THE Gold Coast suburb of Robina is emerging from the shadows of Burleigh Heads with a string of record-breaking sales in recent weeks.

Over the weekend Ray White Robina’s Matt Micallef sold 15 Malvern Place for $2.4 million — it is the highest price paid for a single-level waterfront house in the suburb.

“A buyer from Sydney saw it,” he said.

“We had it all signed within 10 minutes of the viewing.”

15 Malvern Place, Robina.

The four-bedroom house overlooks West Lake and is in the Robina Quay pocket.

It has been fully renovated and has an open-plan design that leads out to an undercover entertaining area with built-in barbecue overlooking the pool.

Mr Micallef said Robina’s infrastructure and proximity to schools as well as the beach was a major selling point.

There was also a variety of dwellings from sprawling family homes to units, townhouses and villas, he said.

19 Banff Court, Robina sold for $2.5 million.

Earlier this month an expat couple dropped $2.5 million on a Robina home fronting a golf course.

The five-bedroom, three-bedroom house at 19 Banff Ct was on the market for the first time since it was built in 2003 and attracted strong interest from local as well as international buyers through the campaign.

It was marketed by Ben Williams, of Re/max Regency, and notched up the highest sale price on record for a dry block, or non-waterfront property, in Robina.

5 Pipers Point, Robina sold for $2.765 million in March.

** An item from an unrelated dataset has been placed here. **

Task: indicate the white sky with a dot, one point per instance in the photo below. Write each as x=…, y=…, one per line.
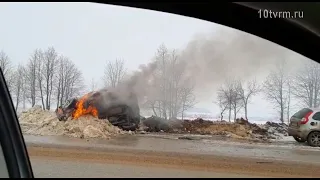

A six-bedroom, four-bathroom house complete with a basketball court holds the crown of most expensive house in Robina after it sold in 2022 for $2.85 million.

The property at 5 Pipers Point sold again in March, 2023 for $2.765 million.

Robina is now one of the Gold Coast’s biggest community hubs with state-of-the-art shopping, recreation and education facilities.

It has more than 30 parks and is surrounded by lakes, waterways, walking tracks and cycling paths.

PropTrack records show house prices in Robina have levelled off from the pandemic boom of 2021/22, but climbed 4.8 per cent over the last 12 months to a median of $1.05 million.

According to the latest PropTrack Home Price Index, national home prices continued to stabilise in April after rising for the fourth consecutive month, rising 0.14 per cent.

The cumulative increase in 2023 is now 0.75 per cent.

Strong migration, tight rental markets and limited supply are offsetting the impact of rapid interest rate rises.